Samsung is falsely inflating the scores of its new Galaxy Note 3 smartphone, according to a detailed story published by Ars Technica.
Reviews editor Ron Amadeo provides compelling evidence of his charges, which he says inflates the new smartphone’s performance scores by up to 20 percent when it specifically identifies popular benchmarking software such as Quadrant, Geekbench, and Linpack is running.
Indeed, CNET’s own testing of the Note 3 revealed a stratospheric Quadrant score of 23,048 — but that result now appears to be tainted.
During my testing of the Note 3, I chalked its impressive benchmark performance up to its muscular quad-core 2.3GHz Snapdragon 800 processor, the baddest mobile CPU you can get in an Android device.

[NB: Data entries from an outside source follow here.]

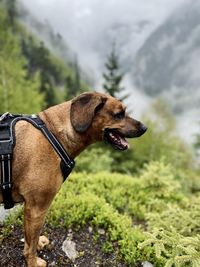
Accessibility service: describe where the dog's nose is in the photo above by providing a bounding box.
[140,124,148,133]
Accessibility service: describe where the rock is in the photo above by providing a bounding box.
[48,261,56,266]
[62,239,79,261]
[142,261,154,267]
[88,226,93,233]
[97,228,105,235]
[0,205,21,222]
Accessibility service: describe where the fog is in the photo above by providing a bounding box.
[20,0,186,75]
[19,0,199,143]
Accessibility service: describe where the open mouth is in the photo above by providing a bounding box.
[104,129,129,151]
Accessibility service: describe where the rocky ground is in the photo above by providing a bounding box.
[0,223,143,267]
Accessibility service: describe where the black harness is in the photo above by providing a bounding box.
[0,113,75,209]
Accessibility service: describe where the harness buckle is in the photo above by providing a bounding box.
[68,160,75,168]
[2,181,12,190]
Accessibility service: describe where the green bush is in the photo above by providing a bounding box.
[129,119,193,173]
[47,191,147,265]
[4,160,199,266]
[46,161,200,266]
[75,146,113,173]
[139,228,200,267]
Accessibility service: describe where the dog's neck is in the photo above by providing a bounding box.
[38,102,92,158]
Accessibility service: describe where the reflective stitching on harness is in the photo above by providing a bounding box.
[8,155,11,189]
[10,117,22,144]
[1,156,5,187]
[0,112,10,122]
[1,154,12,190]
[40,129,71,167]
[0,114,75,209]
[0,139,11,142]
[11,117,73,168]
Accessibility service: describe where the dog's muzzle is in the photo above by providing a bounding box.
[104,123,147,151]
[126,123,147,138]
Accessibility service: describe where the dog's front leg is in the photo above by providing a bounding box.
[23,203,48,267]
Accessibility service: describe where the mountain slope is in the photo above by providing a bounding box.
[132,0,200,113]
[0,0,90,112]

By contrast, LG’s flagship the G2 — which uses the same chip clocked at the same speed — notched 19,050 on Quadrant. The Note 3 has 3GB of RAM versus the G2’s 2GB.
Ironically, Amadeo’s follow-up testing with a modified benchmarking tool still put the Note 3 ahead of the G2, but by a more modest margin.
This isn’t the first time Samsung has been accused of gaming the system. The Korean electronics giant was also called out for rigging the Galaxy S4 test results in much the same way.
CNET has reached out to Samsung for comment regarding this issue. We’ll update this story when and if Samsung responds.